On 5/26/2000, John Lederer <johnl[_at_]ibm.net> wrote:
>
> My own view of copyright is not that it is per se antiquated or
> wrong, but that the movement of it in the last 30 years has been
> the opposite of what technological change should have led to.
Viewed from my viewpoint in the academic digital library world the change is not all attributable to technology, although technology is a facilitator. One of the problems that I see is that we have a single copyright regime but a great variety in our needs for copy protection. For example, a work in the area of high energy physics can be placed on the open-access physics pre-print server on the Internet without endangering the livelihood of the author, who is merely reporting on the results of research for which he is paid. It is expected that others will quote from the work and will use it to inform their own work.
Now compare that to a blockbuster film or sound recording. There is money to be made from the intellectual property (academic authors are often not paid and sometimes have to pay to be published). Big money. The intellectual property is the source of income for those who produce these works.
Is it appropriate for these two kinds of works to have the same legal protection?
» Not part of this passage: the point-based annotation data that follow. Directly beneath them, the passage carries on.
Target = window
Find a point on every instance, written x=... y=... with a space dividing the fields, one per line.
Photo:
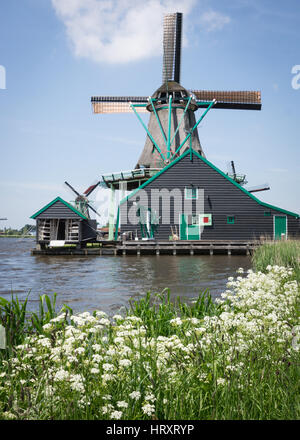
x=191 y=193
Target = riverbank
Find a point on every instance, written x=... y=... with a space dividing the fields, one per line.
x=237 y=358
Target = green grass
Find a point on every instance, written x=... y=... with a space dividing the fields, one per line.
x=185 y=360
x=281 y=253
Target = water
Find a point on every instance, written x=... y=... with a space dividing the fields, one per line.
x=107 y=283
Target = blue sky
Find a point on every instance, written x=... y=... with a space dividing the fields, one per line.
x=59 y=53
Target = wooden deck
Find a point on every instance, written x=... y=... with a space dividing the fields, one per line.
x=152 y=247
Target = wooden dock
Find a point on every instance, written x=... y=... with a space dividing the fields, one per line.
x=152 y=247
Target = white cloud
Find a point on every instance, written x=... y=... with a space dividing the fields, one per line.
x=213 y=20
x=119 y=31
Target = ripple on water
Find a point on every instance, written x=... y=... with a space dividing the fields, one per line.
x=108 y=283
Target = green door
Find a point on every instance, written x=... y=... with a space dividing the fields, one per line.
x=189 y=227
x=280 y=227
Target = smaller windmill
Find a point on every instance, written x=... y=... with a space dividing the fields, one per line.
x=238 y=178
x=81 y=202
x=241 y=179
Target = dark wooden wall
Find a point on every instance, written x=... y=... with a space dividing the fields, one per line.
x=58 y=210
x=221 y=199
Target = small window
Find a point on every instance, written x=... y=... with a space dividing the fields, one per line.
x=191 y=193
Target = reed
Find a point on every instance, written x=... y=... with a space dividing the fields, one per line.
x=280 y=253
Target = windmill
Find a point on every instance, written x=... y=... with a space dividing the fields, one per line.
x=81 y=202
x=241 y=179
x=172 y=127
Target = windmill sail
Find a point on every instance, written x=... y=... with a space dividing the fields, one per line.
x=172 y=47
x=172 y=126
x=240 y=100
x=117 y=104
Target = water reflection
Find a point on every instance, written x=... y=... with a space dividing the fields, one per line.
x=107 y=282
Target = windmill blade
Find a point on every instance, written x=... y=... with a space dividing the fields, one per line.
x=172 y=47
x=240 y=100
x=263 y=187
x=90 y=189
x=118 y=104
x=71 y=187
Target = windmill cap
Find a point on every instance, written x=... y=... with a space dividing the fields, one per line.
x=172 y=87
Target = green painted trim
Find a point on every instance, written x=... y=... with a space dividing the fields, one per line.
x=58 y=199
x=194 y=128
x=111 y=213
x=169 y=128
x=243 y=189
x=158 y=121
x=178 y=126
x=117 y=224
x=218 y=171
x=147 y=131
x=186 y=193
x=153 y=177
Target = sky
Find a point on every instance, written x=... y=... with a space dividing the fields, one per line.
x=56 y=54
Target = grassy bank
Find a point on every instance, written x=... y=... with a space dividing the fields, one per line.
x=236 y=359
x=280 y=253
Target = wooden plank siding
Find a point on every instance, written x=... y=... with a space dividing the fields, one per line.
x=58 y=210
x=222 y=198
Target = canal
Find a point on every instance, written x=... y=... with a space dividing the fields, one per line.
x=107 y=282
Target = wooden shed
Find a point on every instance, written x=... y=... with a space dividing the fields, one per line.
x=60 y=223
x=204 y=203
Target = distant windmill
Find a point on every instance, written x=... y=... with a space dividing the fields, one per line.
x=81 y=202
x=172 y=127
x=241 y=179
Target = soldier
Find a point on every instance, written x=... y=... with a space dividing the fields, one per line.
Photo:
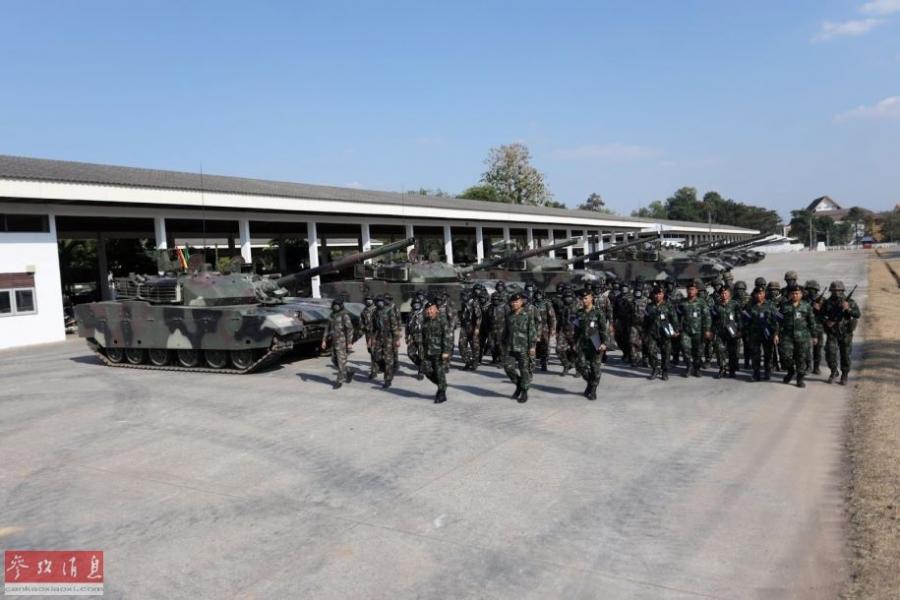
x=726 y=321
x=636 y=339
x=437 y=344
x=365 y=321
x=797 y=326
x=518 y=346
x=695 y=327
x=414 y=336
x=659 y=327
x=546 y=327
x=591 y=339
x=811 y=297
x=340 y=331
x=470 y=330
x=386 y=337
x=840 y=315
x=760 y=326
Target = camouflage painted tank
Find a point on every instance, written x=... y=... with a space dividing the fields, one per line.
x=545 y=272
x=209 y=321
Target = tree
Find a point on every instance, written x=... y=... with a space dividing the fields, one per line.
x=595 y=203
x=510 y=173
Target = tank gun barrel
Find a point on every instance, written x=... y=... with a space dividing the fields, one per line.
x=337 y=265
x=615 y=248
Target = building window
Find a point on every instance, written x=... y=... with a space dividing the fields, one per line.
x=19 y=301
x=10 y=223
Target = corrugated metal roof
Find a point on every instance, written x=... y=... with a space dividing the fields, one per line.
x=39 y=169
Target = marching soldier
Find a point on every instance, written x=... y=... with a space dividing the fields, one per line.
x=437 y=344
x=546 y=329
x=340 y=331
x=659 y=327
x=797 y=326
x=840 y=315
x=519 y=347
x=591 y=339
x=695 y=328
x=726 y=320
x=760 y=326
x=386 y=337
x=470 y=330
x=414 y=337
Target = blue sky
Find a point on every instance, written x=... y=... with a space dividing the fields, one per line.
x=770 y=103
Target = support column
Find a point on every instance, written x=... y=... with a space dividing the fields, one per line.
x=312 y=240
x=159 y=230
x=448 y=244
x=409 y=233
x=244 y=231
x=479 y=243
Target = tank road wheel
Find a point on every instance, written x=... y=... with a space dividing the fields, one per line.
x=242 y=359
x=159 y=356
x=188 y=358
x=216 y=358
x=134 y=356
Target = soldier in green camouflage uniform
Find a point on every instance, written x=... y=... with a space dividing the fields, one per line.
x=340 y=331
x=470 y=330
x=760 y=327
x=636 y=335
x=437 y=344
x=840 y=315
x=695 y=327
x=659 y=327
x=565 y=340
x=811 y=297
x=414 y=336
x=519 y=346
x=546 y=327
x=726 y=322
x=387 y=333
x=591 y=338
x=794 y=334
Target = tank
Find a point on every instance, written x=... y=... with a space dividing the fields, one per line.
x=224 y=322
x=546 y=273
The grey area between these two situations is large. The database protection debate falls into it, as do bootlegged sound recordings. I don't know where we draw the line, but we must face the reality that when we talk about copyrighted works we are not discussing a heterogeneous mass with equal economic implications. I feel that the desire to protect "blockbuster" works has been driving copyright law much more than technology has.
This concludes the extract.